Footnote: 1This rule of professional conduct will also be referred to simply as Rule 8.1(b) when discussing its application in other jurisdictions. In those situations, Rule 8.1(b) is substantially the same as Rule 8.1(b) of the West Virginia Rules of Professional Conduct.
Footnote: 2The respondent lived outside the subpoena power of the Committee. See article VI, § 9 of the By-Laws of the West Virginia State Bar.
Footnote: 3The Committee is empowered with the responsibility of investigating every complaint filed concerning legal ethics. Article VI, § 4 of the By-Laws of the West Virginia State Bar.

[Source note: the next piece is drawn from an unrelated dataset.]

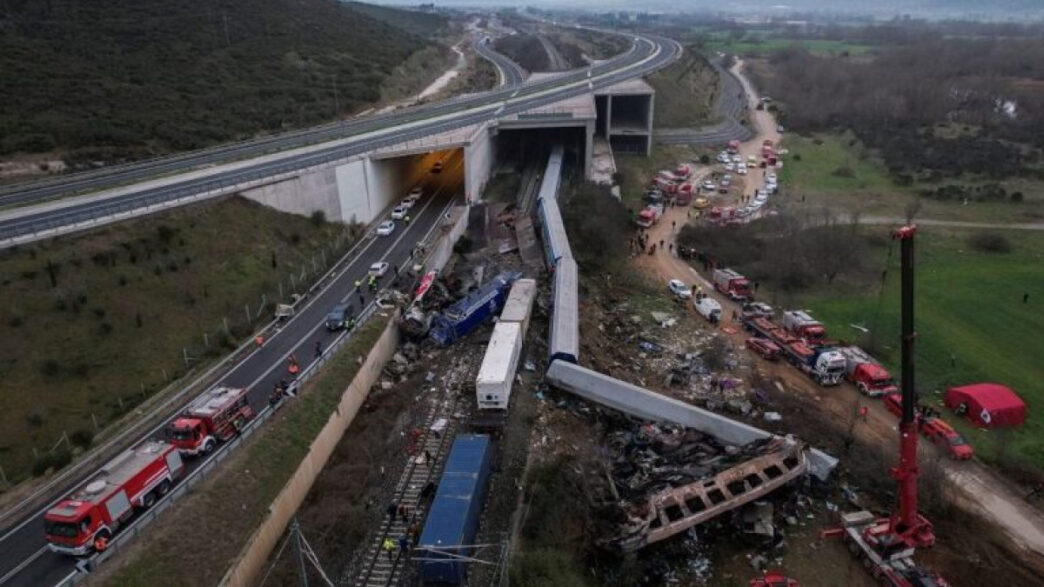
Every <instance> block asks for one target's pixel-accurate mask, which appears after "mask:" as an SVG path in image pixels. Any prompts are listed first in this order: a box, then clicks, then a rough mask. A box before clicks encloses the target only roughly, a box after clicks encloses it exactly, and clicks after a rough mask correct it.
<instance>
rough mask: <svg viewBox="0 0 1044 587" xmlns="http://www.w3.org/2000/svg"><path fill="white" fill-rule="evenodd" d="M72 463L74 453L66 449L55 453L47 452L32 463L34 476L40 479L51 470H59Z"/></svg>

Footnote: 4See article VI, §§ 8 and 9 of the By-Laws of The West Virginia State Bar.
Footnote: 5Rule 53(c) of the Rules of the Arizona Supreme Court provides, in pertinent part, that:

         1. Answer. Respondent shall file an answer and serve copies upon bar counsel and members of the committee within twenty days after service of the complaint unless the time is extended by the chairman of the committee. In the event respondent fails to answer within the prescribed time, the complaint shall be deemed admitted.